Problemi Çözmek

Problemi Çözmek

Gürcan Banger

Bir problemi çözmenin ilk adımı öncelikle onu anlamakla başlar. Problemin varlığından emin olmak ve niteliği konusunda yeterli bilgi sahibi olmak (problemin çözümüne önayak olsak ama çözümünü bizzat gerçekleştirecek olmasak bile) kaçınılmazdır. İyi anlaşılmamış bir problem için iyi bir çözüm beklemek hayal olur.

Pek çok örnekte olduğu gibi problem de bir sistemdir. Onu oluşturan bazı unsurlar mevcuttur. Bu unsurlar arasında çeşitli türden ilişkiler bulunur. Bu unsur veya ilişkilerden bir ya da birkaçı (Pareto Kuralı’nın söylediği gibi) problemin oluşmasında baskın rol oynar. Problemin oluşumuna katkı yapan ve başka ortamlardan (uzak ve yakın çevredeki başka sistemlerden) gelen dış etkiler bulunabilir. Son olarak; problemin gelişimi nedeniyle bundan sonra oluşturacağı başka sonuçlar olabilir. Özetle; problemi anlamak ve açıklamak iyi bir çözüm için başarılması gereken yakıcı önemde bir aşamadır. İyi anlaşılmamış bir problem için geliştirilen ‘kör’ çözüm, yeni problemler yaratmada son derece ‘başarılıdır’.
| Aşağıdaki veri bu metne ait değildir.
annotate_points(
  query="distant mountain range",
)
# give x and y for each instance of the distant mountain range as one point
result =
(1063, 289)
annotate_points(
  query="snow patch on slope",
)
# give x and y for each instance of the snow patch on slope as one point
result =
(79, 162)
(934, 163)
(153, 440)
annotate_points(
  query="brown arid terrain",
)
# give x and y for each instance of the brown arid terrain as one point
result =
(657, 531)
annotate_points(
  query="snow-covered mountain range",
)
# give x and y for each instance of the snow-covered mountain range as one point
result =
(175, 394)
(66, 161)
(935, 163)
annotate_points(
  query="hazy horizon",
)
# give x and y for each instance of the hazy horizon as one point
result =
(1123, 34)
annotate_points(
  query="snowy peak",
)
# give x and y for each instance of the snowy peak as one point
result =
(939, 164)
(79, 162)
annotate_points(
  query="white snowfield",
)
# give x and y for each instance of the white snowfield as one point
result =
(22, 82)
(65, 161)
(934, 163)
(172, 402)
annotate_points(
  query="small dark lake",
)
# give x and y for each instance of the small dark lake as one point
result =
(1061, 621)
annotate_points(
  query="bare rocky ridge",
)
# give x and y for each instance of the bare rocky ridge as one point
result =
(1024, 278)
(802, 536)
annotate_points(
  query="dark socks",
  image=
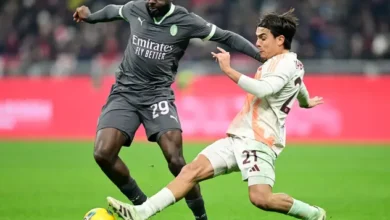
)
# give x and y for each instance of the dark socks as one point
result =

Uzmanlaşma ve Takım Oluşturma

İnsanın temel öğrenme araçlarından birisinin karşılaştırma (kıyaslama) yapmak olduğunu biliyoruz. Bu araç sayesinde benzerlikler, farklılıklar ve çeşitlilikleri öğreniyoruz. Diğer yandan insan düşüncesinin temel yapı taşlarından iki tanesi genelleştirme ve soyutlama yapabilmektir. İnsan yaptığı kıyaslamalardan elde ettiği verileri genelleyerek bazı soyut sonuçlara varıyor. Bilimlerin ve disiplinlerin altında bu düşünce yapısı var.
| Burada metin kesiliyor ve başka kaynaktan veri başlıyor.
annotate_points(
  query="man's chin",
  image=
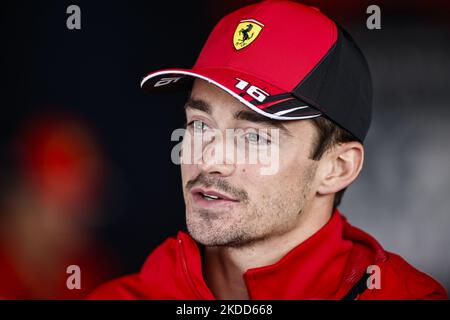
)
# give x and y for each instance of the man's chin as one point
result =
(211, 237)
Tarihin bilgi alanında bir uzmanlaşma ve özgünleşme yörüngesine girdiğini biliyoruz. Artık her bilim dalı ve disiplin ile uğraşan bilim insanları yok. Uzmanlar genel bilgi edinmek veya her alana ilgi duymak yerine büyük ölçüde kendi alanlarına yoğunlaşıyor. Bu yeni durum, yenilikçi bir çalışmanın artık değişik disiplinlerden oluşmuş takımlar halinde yapılmasını zorunlu kılıyor. Çok farklı alanlarda oluşmuş uzmanlıklar bir araya gelerek kolektif biçimde yenilikçi düşünce ve ürünler geliştirebiliyorlar.

Çözüm İçin

Yukarıda anlattığım uzmanlaşmış çerçeve, kimi zaman başka alanlarda bulunmuş çözümlerin ‘kamufle olmuş’ halde kalmasına neden oluyor. Hal yolu aranan bir problemin çözümü, çoğu zaman bir başka alanda (farklı bir çerçevede) geliştirilmiş olabiliyor. Bu çözümü ‘kamuflajından’ arındırarak öz olarak aynı çözüme ihtiyaç duyan problemlere uygulamanın imkânlarını aramak gerekiyor. Örneğin biyoloji alanındaki bir problemin çözümü elektro mekaniğin, kimya alanında bir çözüm inşaat mühendisliğinin veya fizik alanında bir çözüm tıbbi bir problemin hallinde yararlı olabiliyor.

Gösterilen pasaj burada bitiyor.